|University Faculty Lecture Series organizers announce 2009-2010 schedule|
The University Faculty Lecture Series kicks off its 2009-2010 season Sept. 10 with “Dinosaurs or Nickel Mines: What are the risks and rewards of Near Earth Asteroids?” by Chester Fritz Distinguished Professor Mike Gaffey, Space Studies.
Hesham El Rewini, Dean, School of Engineering and Mines, follows Oct. 8 with “Wireless Sensor Networks: Connecting the Physical and Digital Worlds.”
Holly Brown Borg, Pharmacology, Physiology & Therapeutics, will kick off the spring semester January 21, 2010, with “Hormones and Long Life: Lessons from dwarf mice.” Organizers of the series will meet in September to fill out the spring round of presenters.

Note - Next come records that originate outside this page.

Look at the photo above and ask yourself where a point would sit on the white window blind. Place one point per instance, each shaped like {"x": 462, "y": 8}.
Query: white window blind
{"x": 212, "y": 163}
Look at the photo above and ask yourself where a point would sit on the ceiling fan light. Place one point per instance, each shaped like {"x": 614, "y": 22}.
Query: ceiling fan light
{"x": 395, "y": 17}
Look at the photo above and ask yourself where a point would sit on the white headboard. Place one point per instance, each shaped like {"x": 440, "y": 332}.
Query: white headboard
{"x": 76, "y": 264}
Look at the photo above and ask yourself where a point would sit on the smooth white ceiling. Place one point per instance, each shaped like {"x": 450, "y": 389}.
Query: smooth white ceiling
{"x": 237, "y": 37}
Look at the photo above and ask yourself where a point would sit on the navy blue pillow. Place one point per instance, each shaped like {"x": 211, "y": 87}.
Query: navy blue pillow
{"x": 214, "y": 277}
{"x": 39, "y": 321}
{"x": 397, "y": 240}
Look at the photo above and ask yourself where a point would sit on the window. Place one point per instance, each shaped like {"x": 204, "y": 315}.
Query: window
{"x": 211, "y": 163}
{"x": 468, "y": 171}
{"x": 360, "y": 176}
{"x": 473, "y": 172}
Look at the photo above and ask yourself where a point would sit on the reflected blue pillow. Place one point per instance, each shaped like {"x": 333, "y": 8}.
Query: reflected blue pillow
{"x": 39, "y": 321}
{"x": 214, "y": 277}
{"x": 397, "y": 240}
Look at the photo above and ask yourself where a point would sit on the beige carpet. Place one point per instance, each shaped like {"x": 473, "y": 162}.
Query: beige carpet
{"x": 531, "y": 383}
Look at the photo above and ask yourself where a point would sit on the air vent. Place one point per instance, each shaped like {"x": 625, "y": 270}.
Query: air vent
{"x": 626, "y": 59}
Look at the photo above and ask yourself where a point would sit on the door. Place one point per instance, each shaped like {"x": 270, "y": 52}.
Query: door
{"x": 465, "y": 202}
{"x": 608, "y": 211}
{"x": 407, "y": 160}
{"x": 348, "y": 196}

The University Faculty Lecture Series has been held regularly on campus since 1997, when a group comprising senior faculty members and Chester Fritz Distinguished Professors Richard Beringer, Elizabeth Hampsten, Bill Sheridan, and Sharon Wilsnack along with Peter Johnson, proposed a renewal of this forum to celebrate the diversity and excellence of scholarship at UND. Then-president Kendall Baker provided encouragement and financial support, and the series was re-launched. President Kelley is continuing that tradition of encouragement and support for the series.
A key goal of the University Faculty Lecture Series is to bring together the campus community and the community at large to “recognize the university as a unique institution in society, an academic community with scholarly roles and contributions that go beyond, but at the same time enrich, its own educational programs.”
According to the guidelines of the organizers, each lecture presents “with some depth and rigor the scholarly questions and goals of the individual faculty. In presenting the products of their scholarship, the Lecturers will share the enthusiasm and dedication that sustains their creative efforts.”
The University Faculty Lecture Series cultivates a stronger academic atmosphere by offering a forum for distinguished faculty members selected across the disciplines to talk about their the scholarly lives and what drives their research. In presenting their scholarship, the lecturers share the enthusiasm and dedication that sustains their creative efforts.
All of the lectures are free and open to the public.